Short-term, limited-duration health plans will not factor into the calculation of the median contracted rate, nor will Medicare Advantage or Medicaid managed care plans, according to the regulations.
A geographic region “generally is defined as one region for each metropolitan statistical area (MSA) in a state and one region consisting of all other portions of the state,” according to the regulations. If the insurer lacks sufficient information to calculate the median contracted rate for an item or service within an MSA, it should combine data from all MSAs in the state as if they constituted a single region. If that step does not provide at least three contracted rates to use in the calculation, the geographic region would be based on all MSAs in a U.S. Census division.
Defining the services.
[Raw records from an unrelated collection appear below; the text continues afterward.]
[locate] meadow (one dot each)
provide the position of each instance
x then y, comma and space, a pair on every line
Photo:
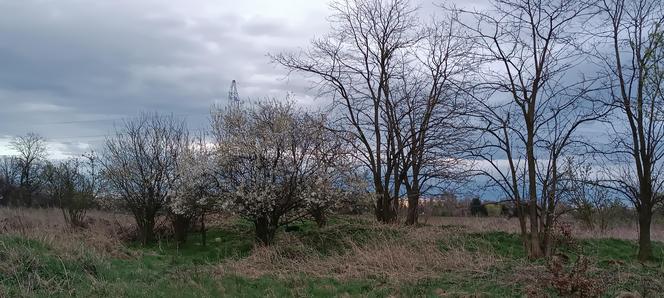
351, 257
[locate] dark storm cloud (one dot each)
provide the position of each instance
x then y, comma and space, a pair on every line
68, 68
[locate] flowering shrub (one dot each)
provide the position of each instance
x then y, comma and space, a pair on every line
275, 163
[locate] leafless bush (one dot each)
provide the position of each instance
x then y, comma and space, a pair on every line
573, 280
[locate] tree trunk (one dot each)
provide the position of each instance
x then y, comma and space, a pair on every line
203, 231
385, 212
181, 227
413, 208
146, 228
645, 244
319, 216
265, 230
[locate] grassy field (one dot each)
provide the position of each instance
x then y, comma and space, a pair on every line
352, 257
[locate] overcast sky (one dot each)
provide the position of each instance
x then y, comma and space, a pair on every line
70, 69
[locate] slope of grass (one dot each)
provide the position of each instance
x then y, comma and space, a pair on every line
33, 268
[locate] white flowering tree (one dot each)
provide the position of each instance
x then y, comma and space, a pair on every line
270, 163
195, 192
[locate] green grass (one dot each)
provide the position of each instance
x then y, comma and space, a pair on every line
30, 268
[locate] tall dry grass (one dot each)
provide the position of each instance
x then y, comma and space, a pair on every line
502, 224
413, 255
104, 234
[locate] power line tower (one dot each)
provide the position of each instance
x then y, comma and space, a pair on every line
233, 95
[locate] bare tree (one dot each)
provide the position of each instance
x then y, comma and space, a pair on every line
393, 93
634, 64
530, 104
433, 129
73, 188
31, 150
140, 166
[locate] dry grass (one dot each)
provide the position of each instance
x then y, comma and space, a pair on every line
471, 224
104, 235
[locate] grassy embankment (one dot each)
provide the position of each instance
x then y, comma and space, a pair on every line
350, 257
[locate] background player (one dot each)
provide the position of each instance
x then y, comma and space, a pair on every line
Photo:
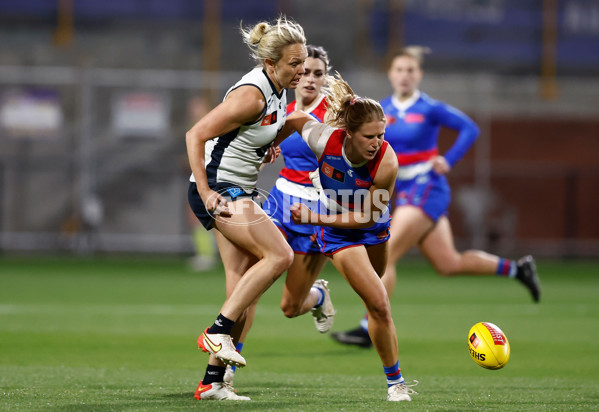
423, 194
225, 149
357, 171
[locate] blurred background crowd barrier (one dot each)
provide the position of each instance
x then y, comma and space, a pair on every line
96, 97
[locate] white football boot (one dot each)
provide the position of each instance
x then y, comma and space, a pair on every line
324, 315
229, 375
401, 392
218, 391
221, 346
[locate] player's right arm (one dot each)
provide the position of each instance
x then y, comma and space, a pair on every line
243, 105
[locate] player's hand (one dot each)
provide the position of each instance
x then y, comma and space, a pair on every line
216, 204
271, 154
300, 213
440, 165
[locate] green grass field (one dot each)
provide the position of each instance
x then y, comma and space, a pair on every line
120, 334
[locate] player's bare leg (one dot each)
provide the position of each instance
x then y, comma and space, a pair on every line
354, 264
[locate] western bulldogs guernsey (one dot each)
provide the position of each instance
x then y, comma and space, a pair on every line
236, 156
412, 131
342, 183
294, 185
341, 180
413, 128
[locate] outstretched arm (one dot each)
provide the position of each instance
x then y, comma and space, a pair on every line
243, 105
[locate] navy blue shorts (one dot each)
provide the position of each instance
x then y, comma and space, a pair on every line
429, 191
229, 191
300, 237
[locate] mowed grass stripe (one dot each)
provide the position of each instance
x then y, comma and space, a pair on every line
119, 334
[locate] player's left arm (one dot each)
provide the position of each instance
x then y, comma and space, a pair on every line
468, 131
374, 205
294, 123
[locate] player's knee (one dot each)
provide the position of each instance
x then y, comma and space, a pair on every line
282, 260
380, 310
448, 268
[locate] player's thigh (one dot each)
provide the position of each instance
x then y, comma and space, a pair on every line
408, 226
236, 260
251, 229
438, 246
301, 275
354, 264
378, 255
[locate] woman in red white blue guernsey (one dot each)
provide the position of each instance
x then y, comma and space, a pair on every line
422, 191
356, 174
302, 292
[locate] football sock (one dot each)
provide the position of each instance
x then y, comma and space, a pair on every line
238, 348
221, 325
213, 374
320, 298
506, 267
393, 374
364, 323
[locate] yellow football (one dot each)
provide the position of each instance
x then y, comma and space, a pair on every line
488, 345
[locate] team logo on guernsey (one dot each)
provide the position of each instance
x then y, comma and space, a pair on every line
414, 118
269, 119
333, 173
362, 183
234, 192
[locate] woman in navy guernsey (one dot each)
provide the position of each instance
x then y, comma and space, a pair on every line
226, 148
423, 194
356, 172
302, 292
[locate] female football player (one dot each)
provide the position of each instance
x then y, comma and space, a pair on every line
301, 292
356, 173
423, 194
225, 150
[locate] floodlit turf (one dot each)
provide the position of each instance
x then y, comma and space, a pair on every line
120, 334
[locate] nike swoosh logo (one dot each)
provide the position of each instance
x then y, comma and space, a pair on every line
214, 348
203, 388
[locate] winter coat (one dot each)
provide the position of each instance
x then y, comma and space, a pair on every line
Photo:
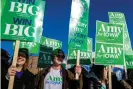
82, 83
66, 75
93, 82
26, 81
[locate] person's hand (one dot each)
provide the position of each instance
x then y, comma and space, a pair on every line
12, 71
21, 61
78, 70
119, 75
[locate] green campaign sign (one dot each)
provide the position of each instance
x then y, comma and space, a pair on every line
109, 54
119, 18
22, 20
106, 32
31, 46
51, 42
46, 47
85, 55
78, 27
129, 61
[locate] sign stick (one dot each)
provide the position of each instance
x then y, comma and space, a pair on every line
11, 81
77, 63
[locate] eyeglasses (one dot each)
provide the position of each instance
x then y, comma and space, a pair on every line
61, 56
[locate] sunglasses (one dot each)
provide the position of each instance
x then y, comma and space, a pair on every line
61, 56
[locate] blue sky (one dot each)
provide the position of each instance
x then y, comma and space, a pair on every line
57, 16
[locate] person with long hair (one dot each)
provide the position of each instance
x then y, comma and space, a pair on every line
24, 79
97, 78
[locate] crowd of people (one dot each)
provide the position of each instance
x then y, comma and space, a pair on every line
57, 77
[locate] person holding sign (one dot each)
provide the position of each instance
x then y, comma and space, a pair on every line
24, 79
55, 76
97, 77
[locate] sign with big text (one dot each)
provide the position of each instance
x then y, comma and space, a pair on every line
22, 20
109, 54
46, 48
85, 55
110, 33
129, 61
119, 18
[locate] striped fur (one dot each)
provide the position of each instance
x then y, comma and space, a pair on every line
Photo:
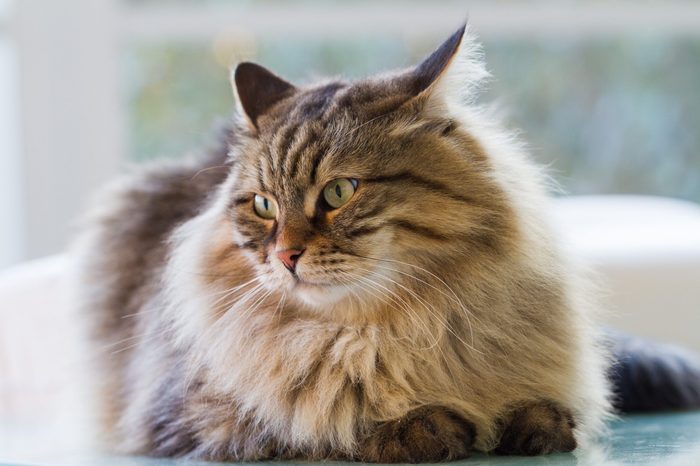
430, 316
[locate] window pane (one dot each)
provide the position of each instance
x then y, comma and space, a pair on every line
607, 115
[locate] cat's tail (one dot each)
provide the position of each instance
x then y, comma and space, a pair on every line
648, 376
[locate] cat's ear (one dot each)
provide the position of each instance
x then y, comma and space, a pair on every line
452, 73
256, 90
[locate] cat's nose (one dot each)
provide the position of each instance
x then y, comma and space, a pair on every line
290, 257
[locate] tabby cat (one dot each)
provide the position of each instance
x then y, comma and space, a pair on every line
363, 270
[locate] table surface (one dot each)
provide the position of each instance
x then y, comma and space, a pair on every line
659, 439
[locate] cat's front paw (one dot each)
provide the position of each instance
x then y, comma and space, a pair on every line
427, 434
537, 428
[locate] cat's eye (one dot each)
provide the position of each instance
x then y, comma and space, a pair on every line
338, 192
264, 207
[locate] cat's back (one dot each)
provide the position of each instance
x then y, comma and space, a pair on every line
124, 247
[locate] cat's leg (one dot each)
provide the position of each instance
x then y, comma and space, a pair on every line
537, 428
427, 434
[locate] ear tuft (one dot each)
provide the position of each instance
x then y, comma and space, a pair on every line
453, 72
258, 90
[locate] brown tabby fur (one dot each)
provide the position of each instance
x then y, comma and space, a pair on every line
430, 316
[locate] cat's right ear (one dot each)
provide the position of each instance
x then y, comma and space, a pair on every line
257, 90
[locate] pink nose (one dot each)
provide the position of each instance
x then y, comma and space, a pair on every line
290, 257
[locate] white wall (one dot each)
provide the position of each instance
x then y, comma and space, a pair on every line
12, 245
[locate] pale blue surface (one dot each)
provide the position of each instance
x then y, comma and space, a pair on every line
667, 440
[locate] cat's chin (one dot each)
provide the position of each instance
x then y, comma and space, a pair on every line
319, 295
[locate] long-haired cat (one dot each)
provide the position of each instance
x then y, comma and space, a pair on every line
362, 271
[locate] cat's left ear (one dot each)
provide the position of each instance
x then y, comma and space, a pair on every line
451, 74
257, 90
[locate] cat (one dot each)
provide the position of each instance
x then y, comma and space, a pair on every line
362, 270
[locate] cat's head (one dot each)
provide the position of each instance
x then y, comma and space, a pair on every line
350, 191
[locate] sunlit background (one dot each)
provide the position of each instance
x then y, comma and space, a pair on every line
605, 92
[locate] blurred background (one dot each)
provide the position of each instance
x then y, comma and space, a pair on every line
606, 92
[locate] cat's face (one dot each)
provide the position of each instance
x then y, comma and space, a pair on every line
346, 191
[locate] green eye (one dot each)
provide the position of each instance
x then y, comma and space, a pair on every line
338, 192
264, 207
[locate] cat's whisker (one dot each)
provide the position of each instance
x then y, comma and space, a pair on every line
429, 308
204, 170
467, 313
398, 300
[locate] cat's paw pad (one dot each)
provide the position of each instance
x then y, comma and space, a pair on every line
538, 428
428, 434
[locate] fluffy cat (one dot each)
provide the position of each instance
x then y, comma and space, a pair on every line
362, 271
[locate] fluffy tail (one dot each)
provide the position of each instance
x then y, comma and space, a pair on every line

With respect to classifying items or services as “same or similar” when determining the median contracted rate, the key factor is the CPT, HCPCS or DRG code. The regulations specify that separate median contracted rates must be calculated for CPT code modifiers that distinguish the professional services component from the technical component, as well as for any other modifier that causes variance in contracted rates.
Defining the specialty. Categorization of a provider’s specialty is based on the insurer’s methodology. The regulations don’t require the median contracted rate to be calculated for every provider specialty if the insurer groups some specialties together for contracting purposes.
Additional rules will be in place for applying multipliers to determine the contracted rate for anesthesia services.
Incorporating APMs. For alternative payment models, insurers are required to calculate a median contracted rate for each item and service using relevant underlying fee-schedule rates.
“Using an underlying fee schedule or derived amount will allow plans or issuers to, in essence, convert each of their non-fee-for-service contracts into fee-for-service arrangements for purposes of calculating the median contracted rate,” the regulations state. Payment adjustments based on performance in a risk-based contract would be excluded from the calculation.
In the absence of an applicable underlying fee schedule, the calculation would hinge on “a derived amount,” i.e., the price assigned “for the purpose of internal accounting, reconciliation with providers or for the purpose of submitting data in accordance with” Affordable Care Act regulations.
A potential issue stemming from consolidation
The regulations were released in an interim final rule, allowing for a public comment period that could spur changes. One area called out for further consideration is “the impact of large consolidated healthcare systems on contracted rates, and the impact of such contracted rates on prices and the QPA.”
The Departments of Health and Human Services, Labor and Treasury, which jointly issued the rule along with the federal Office of Personnel Management, “are concerned that the contracting practices of such healthcare systems could inflate the QPA, and seek comment on whether adjustments to the QPA methodology are needed.”